AHIP spent $1.3 million on property improvement plans and $1 million on furniture, fixtures and equipment in the quarter. Pittet said 80% of that capital was funded through restricted cash contributed by AHIP in prior periods, resulting in a net spend of $460,000 from AHIP’s treasury.

Property improvement spending focused on renovating the Fairfield Inn & Suites in South Hill, Virginia, which was substantially complete at the end of the first quarter. The company is also preparing for a planned second-quarter renovation of the Hampton Inn in Emporia, Virginia.

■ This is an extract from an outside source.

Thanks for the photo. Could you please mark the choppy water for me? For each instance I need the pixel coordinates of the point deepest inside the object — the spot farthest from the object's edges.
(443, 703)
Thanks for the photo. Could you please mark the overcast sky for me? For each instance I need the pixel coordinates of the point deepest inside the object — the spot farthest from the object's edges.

Preliminary April results for what the company described as the “AHIP 28” showed occupancy of 77%, ADR of $141 and RevPAR of $108, which was 3% above April 2025 RevPAR levels.

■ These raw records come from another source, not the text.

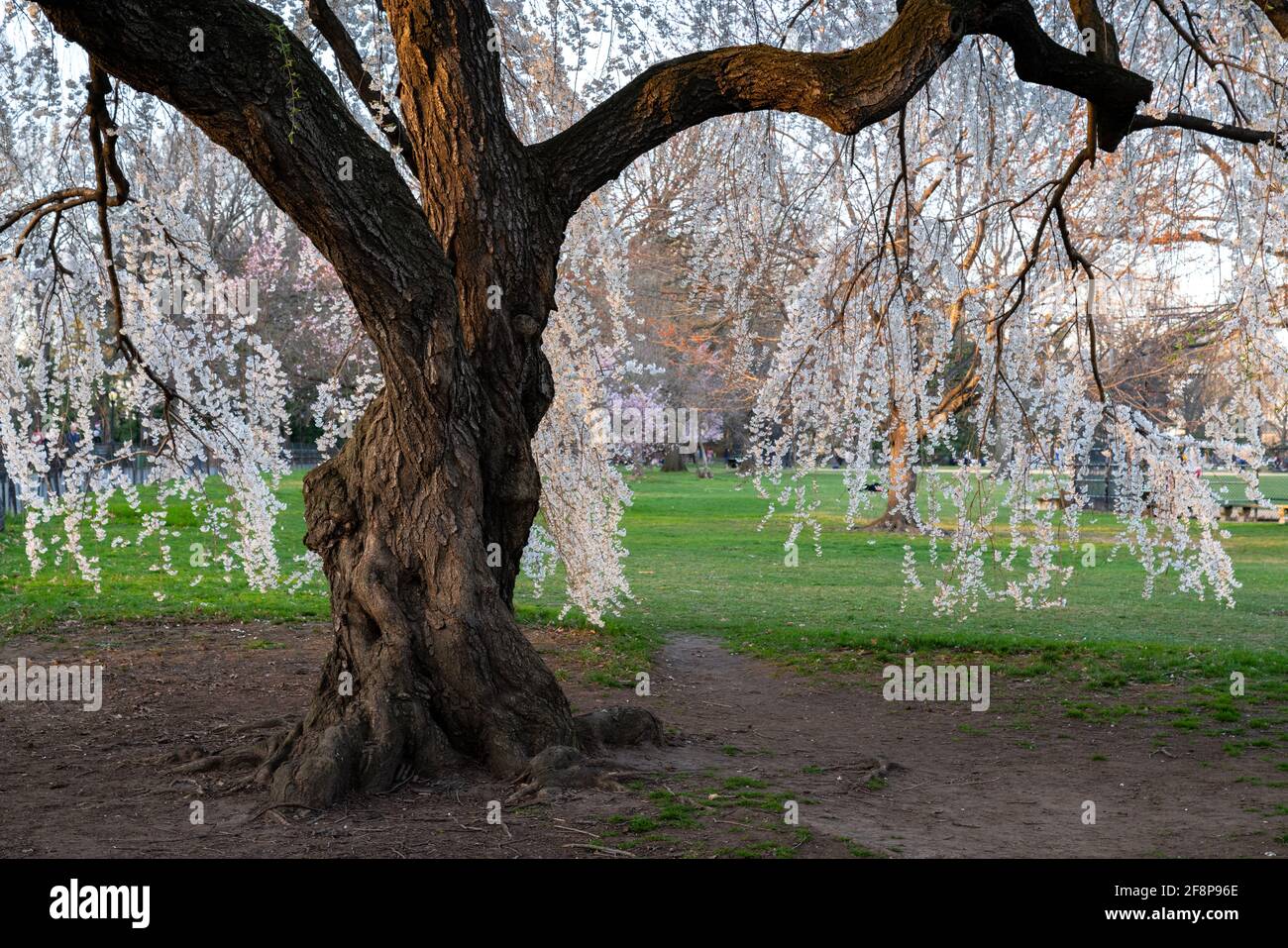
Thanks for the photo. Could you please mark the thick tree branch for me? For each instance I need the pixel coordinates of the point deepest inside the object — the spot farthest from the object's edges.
(351, 63)
(1235, 133)
(253, 88)
(846, 90)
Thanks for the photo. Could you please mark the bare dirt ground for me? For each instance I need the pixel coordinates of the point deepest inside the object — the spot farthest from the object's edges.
(747, 738)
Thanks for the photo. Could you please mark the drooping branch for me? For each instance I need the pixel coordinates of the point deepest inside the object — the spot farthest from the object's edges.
(846, 90)
(1276, 12)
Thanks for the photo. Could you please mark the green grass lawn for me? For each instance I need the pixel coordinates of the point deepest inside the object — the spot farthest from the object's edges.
(700, 565)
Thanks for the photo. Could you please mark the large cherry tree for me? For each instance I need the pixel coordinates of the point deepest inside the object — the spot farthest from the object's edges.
(449, 248)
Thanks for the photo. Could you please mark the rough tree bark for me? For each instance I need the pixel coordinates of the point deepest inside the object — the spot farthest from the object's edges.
(441, 468)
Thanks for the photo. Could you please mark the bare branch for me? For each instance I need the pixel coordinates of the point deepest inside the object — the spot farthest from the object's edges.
(846, 90)
(351, 62)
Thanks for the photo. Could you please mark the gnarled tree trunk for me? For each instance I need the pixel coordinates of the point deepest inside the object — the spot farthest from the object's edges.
(423, 515)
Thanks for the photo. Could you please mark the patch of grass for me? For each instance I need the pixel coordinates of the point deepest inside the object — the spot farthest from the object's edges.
(700, 563)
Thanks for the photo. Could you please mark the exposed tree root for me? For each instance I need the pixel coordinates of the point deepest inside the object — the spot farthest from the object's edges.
(554, 769)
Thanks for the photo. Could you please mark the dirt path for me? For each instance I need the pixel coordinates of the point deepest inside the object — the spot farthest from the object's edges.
(751, 738)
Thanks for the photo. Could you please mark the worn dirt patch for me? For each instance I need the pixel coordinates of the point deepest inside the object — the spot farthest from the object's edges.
(747, 740)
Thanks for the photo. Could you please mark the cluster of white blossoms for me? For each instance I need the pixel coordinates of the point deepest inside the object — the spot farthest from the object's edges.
(583, 491)
(220, 406)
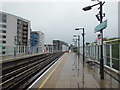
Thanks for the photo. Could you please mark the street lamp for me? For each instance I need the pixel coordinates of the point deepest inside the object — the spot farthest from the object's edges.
(83, 34)
(100, 17)
(78, 43)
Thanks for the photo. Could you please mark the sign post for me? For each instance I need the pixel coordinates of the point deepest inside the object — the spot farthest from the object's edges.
(101, 26)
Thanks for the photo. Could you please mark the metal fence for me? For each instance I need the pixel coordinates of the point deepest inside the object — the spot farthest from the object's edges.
(17, 50)
(111, 53)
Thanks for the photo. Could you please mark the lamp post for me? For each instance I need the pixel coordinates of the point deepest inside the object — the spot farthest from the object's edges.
(101, 31)
(83, 34)
(78, 44)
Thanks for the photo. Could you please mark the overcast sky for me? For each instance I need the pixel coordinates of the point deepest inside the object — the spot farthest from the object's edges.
(58, 18)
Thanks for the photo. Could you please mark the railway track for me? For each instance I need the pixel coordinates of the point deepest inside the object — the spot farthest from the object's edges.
(19, 74)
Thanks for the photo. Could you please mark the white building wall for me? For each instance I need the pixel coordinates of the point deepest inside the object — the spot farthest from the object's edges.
(11, 32)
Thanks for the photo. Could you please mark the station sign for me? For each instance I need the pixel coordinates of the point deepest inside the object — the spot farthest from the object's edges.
(101, 26)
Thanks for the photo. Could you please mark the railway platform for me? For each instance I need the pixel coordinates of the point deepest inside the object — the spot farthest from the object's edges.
(70, 72)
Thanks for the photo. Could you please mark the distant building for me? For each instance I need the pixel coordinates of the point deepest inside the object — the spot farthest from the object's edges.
(37, 41)
(14, 31)
(59, 46)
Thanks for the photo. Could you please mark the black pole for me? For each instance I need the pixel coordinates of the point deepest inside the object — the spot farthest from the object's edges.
(83, 46)
(78, 46)
(101, 60)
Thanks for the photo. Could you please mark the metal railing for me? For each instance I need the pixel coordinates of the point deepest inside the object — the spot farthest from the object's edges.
(111, 53)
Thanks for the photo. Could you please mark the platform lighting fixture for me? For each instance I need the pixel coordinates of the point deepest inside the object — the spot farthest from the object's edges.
(100, 17)
(83, 42)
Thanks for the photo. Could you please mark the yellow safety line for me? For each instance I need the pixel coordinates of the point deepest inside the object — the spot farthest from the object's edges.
(48, 76)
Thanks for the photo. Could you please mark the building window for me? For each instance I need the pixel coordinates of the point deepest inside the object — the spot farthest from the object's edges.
(0, 36)
(3, 18)
(3, 31)
(3, 47)
(3, 52)
(4, 37)
(2, 26)
(3, 42)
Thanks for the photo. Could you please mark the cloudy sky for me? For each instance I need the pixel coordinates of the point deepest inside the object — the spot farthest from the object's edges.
(58, 18)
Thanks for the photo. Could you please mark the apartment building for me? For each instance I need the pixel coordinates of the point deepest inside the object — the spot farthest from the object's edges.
(37, 41)
(14, 32)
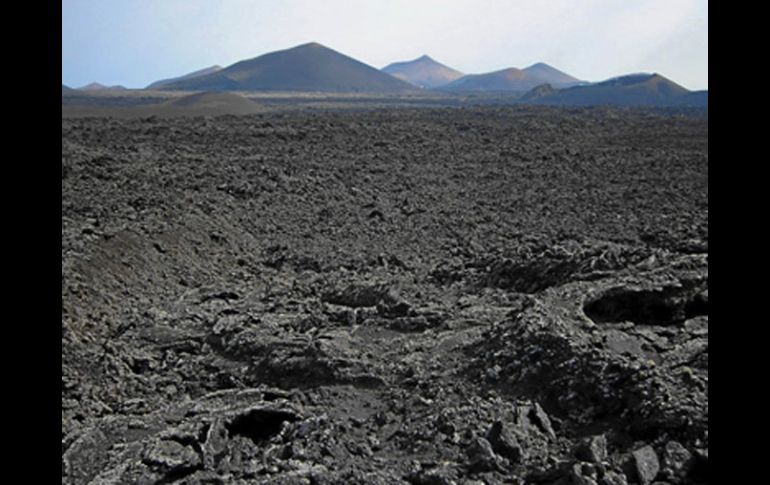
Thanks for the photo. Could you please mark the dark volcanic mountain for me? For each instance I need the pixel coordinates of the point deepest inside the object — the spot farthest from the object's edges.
(551, 75)
(423, 72)
(630, 90)
(100, 87)
(308, 67)
(202, 72)
(513, 79)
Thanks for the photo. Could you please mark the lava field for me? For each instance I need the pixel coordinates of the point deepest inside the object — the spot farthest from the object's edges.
(429, 296)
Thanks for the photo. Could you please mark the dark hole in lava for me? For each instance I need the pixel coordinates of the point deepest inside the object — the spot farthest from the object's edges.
(259, 425)
(667, 306)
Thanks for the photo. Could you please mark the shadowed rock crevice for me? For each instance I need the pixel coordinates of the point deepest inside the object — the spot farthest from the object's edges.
(259, 425)
(670, 305)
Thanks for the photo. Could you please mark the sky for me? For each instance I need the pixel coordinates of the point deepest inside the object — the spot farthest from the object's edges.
(137, 42)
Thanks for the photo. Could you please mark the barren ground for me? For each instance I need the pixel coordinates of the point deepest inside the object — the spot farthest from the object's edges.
(426, 296)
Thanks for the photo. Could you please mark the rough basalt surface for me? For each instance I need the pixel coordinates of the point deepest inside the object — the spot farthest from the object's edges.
(437, 296)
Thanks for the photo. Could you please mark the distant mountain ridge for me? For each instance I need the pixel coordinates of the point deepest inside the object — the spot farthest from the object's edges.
(630, 90)
(313, 67)
(308, 67)
(194, 74)
(423, 72)
(512, 79)
(94, 86)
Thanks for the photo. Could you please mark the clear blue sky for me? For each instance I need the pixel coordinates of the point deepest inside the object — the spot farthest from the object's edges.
(136, 42)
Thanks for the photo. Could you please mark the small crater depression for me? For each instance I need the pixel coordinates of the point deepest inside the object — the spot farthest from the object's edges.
(670, 305)
(259, 425)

FFO Declines as Cash Balance Falls

Chief Financial Officer Travis Beatty said same-store revenue totaled $36.2 million in the first quarter, up 2.2% from the prior year. Normalized diluted funds from operations were negative $0.03 per unit, compared with negative $0.02 in the same period last year.

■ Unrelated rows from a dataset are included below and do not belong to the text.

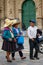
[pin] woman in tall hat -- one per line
(17, 33)
(8, 39)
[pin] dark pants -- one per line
(20, 53)
(33, 44)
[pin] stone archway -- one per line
(28, 13)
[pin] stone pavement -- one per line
(18, 61)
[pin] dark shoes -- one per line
(13, 58)
(8, 60)
(32, 58)
(23, 58)
(37, 58)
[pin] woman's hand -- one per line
(32, 39)
(14, 40)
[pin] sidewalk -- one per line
(18, 61)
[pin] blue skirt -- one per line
(11, 46)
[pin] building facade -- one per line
(19, 9)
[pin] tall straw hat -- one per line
(15, 22)
(7, 22)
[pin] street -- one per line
(18, 61)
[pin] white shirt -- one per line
(32, 31)
(17, 30)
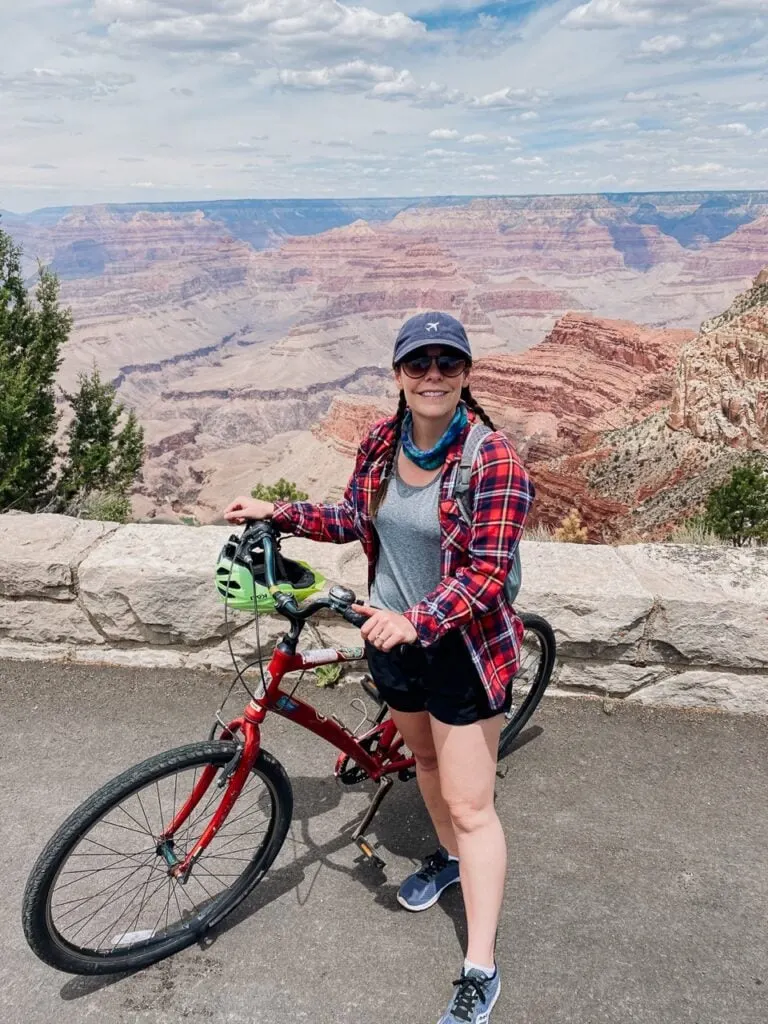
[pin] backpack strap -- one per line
(474, 438)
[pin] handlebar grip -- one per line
(354, 617)
(268, 561)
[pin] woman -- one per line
(437, 584)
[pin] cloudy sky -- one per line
(144, 100)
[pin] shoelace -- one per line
(434, 863)
(469, 991)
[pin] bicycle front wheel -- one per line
(101, 897)
(538, 652)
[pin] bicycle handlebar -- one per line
(261, 534)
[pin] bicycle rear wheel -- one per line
(538, 652)
(101, 899)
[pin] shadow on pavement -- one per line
(312, 797)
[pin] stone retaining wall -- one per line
(652, 624)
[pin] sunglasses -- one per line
(448, 365)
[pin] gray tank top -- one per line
(409, 527)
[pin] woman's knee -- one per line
(470, 815)
(426, 759)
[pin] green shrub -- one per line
(108, 506)
(695, 530)
(737, 511)
(283, 491)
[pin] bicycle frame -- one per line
(386, 760)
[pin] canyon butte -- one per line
(254, 337)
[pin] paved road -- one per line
(637, 892)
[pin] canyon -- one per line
(254, 338)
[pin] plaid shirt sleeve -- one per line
(503, 496)
(334, 523)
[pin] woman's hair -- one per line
(469, 400)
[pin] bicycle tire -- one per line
(40, 930)
(518, 718)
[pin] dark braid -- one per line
(381, 494)
(471, 402)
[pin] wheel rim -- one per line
(532, 655)
(115, 893)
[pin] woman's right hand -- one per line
(248, 508)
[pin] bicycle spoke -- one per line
(135, 820)
(88, 918)
(116, 893)
(84, 899)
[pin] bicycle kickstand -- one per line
(385, 784)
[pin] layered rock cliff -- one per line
(722, 383)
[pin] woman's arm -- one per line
(335, 523)
(503, 496)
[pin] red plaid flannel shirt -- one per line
(475, 559)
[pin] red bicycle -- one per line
(165, 851)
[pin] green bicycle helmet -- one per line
(242, 585)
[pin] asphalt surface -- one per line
(637, 888)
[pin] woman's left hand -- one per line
(385, 629)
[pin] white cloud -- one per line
(354, 76)
(710, 41)
(627, 13)
(376, 81)
(736, 128)
(406, 87)
(659, 45)
(232, 25)
(696, 169)
(515, 98)
(648, 96)
(43, 84)
(617, 13)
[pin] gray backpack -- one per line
(461, 493)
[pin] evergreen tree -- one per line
(31, 337)
(100, 458)
(737, 511)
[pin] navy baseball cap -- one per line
(431, 329)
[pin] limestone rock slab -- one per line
(594, 601)
(713, 601)
(46, 622)
(611, 678)
(722, 690)
(156, 585)
(38, 553)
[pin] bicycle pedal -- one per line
(368, 851)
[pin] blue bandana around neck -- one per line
(435, 456)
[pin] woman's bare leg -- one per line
(467, 759)
(417, 731)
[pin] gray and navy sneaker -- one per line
(473, 999)
(424, 888)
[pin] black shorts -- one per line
(440, 679)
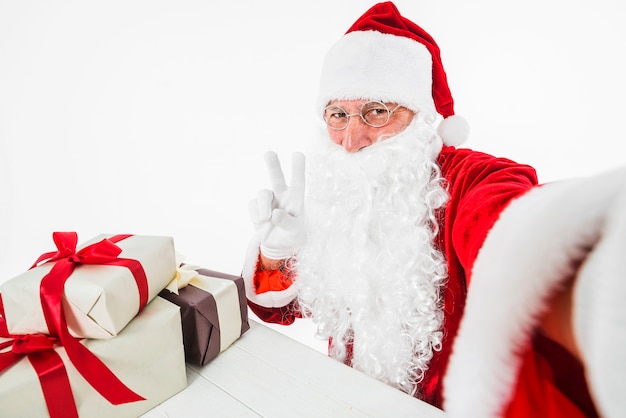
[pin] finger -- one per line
(261, 207)
(283, 220)
(296, 189)
(277, 178)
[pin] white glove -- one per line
(277, 214)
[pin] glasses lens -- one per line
(375, 114)
(336, 117)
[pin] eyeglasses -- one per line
(374, 114)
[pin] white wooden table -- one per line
(267, 374)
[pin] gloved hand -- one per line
(277, 214)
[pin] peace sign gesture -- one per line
(277, 214)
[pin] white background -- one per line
(151, 117)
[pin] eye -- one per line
(334, 113)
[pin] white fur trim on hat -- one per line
(375, 66)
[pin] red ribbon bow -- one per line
(39, 348)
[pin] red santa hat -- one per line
(385, 56)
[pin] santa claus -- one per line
(445, 272)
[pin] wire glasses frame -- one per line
(375, 114)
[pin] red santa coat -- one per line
(481, 187)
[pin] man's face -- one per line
(358, 135)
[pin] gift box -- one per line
(214, 311)
(111, 277)
(147, 356)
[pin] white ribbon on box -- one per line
(99, 300)
(226, 297)
(147, 356)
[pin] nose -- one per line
(357, 135)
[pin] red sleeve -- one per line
(481, 187)
(551, 383)
(285, 315)
(274, 281)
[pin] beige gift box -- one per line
(99, 300)
(147, 356)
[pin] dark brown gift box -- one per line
(200, 317)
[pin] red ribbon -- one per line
(45, 360)
(39, 349)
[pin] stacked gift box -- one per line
(83, 333)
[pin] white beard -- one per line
(368, 272)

Beatty also discussed AHIP’s April 17, 2026, settlement agreement with ONE Lodging Management, a subsidiary of Aimbridge Hospitality, and certain subsidiaries. He said the agreement resolved a previously disclosed dispute and achieved AHIP’s objectives of financial relief and a specific end date for Aimbridge’s management of AHIP’s portfolio. Under the settlement, AHIP made a one-time $2.3 million payment to settle a $6.2 million current liability related to deferred termination fees.

As of March 31, AHIP had unrestricted cash of $15.5 million, down from $36.4 million at Dec. 31, 2025. Beatty said the decrease was primarily due to the redemption of $25 million of the $50 million in outstanding Series C shares.

At quarter-end, AHIP had restricted cash of $22.9 million and another $13.1 million available under its portfolio loan for capital improvements tied to properties secured by the loan. Debt to gross book value was 50.1%, up 140 basis points from Dec. 31, while debt to EBITDA was 10.4 times, up 1.0 times from year-end.

Beatty said those changes reflected reduced unrestricted cash following the Series C redemption and the use of net proceeds from completed dispositions to reduce outstanding debt.

About American Hotel Income Properties REIT (TSE:HOT.UN)

American Hotel Income Properties REIT LP is a trust that invests in hotel real estate properties. The company’s primary business is owning Premium Branded hotels, which have franchise agreements with international hotel brands including Marriott, Hilton, and IHG. It generates revenue from the room, food, beverage, and other revenue. The other revenue is comprised of conference room rentals, parking revenues, and other incidental income.